But you won't see it on TV. The only people who were watching in April, as five Brigham Young University engineering students built and installed a power-generating merry-go-round in rural Ghana, were wide-eyed villagers who have never owned a television.

"There's no electrical grid in these country villages. They have no options for getting power," said Ben Markham, whose company, Empower Playgrounds Inc., sponsored the BYU project. "I wanted to put power in the hands of the kids, give them the power to improve the quality of life where they live."

The children in Essam village, which is located a bumpy three hours from the country's capital, literally have electricity in their hands.
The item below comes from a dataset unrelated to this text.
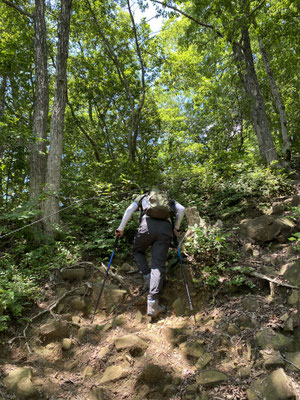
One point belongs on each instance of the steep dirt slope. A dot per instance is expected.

When they take a spin on the merry-go-round, they're powering a windmill generator. Gears multiply the rotation, so children can produce a lot of power with just a little push.

"It's not work to them," Markham said. "They're just having fun."

At first, the children, most of whom don't even own toys, didn't understand what to do with the merry-go-round, said Eliza Padilla, a 21-year-old manufacturing engineering technology major. But, after watching the BYU students take it for a test run, they got the idea.

"The kids ran at us in a mob," she said. "They were absolutely excited. They all wanted to be on it at once. The thing was piled with kids."

BYU students wired the generator to charge several dozen portable LED lights, which can be used in classrooms. The windows in the cinder-block school are small and, even during the day, it's difficult for students to see the chalkboard, Markham said.

The lights will power more than just the Golden Sunbeam School, however. At the end of the day, students can take the lights home.

"It's like a miracle to us, because we are always thinking about how to equip the children with a lamp, and all of a sudden it's here," said N.A. Kitson-Dodoo, principal of the Golden Sunbeam School, in a press release. "We are very grateful to the BYU university."

Although Charles Harrel, the BYU professor who oversaw the engineering project, called the power-producing merry-go-round a "genuine success," the group's main objective wasn't to equip one rural elementary school with electricity. They wanted to teach the local people how to build their own power source.

That's why they designed the merry-go-round to be built from used car parts and scrap metal — the kinds of materials that are readily available in Ghana.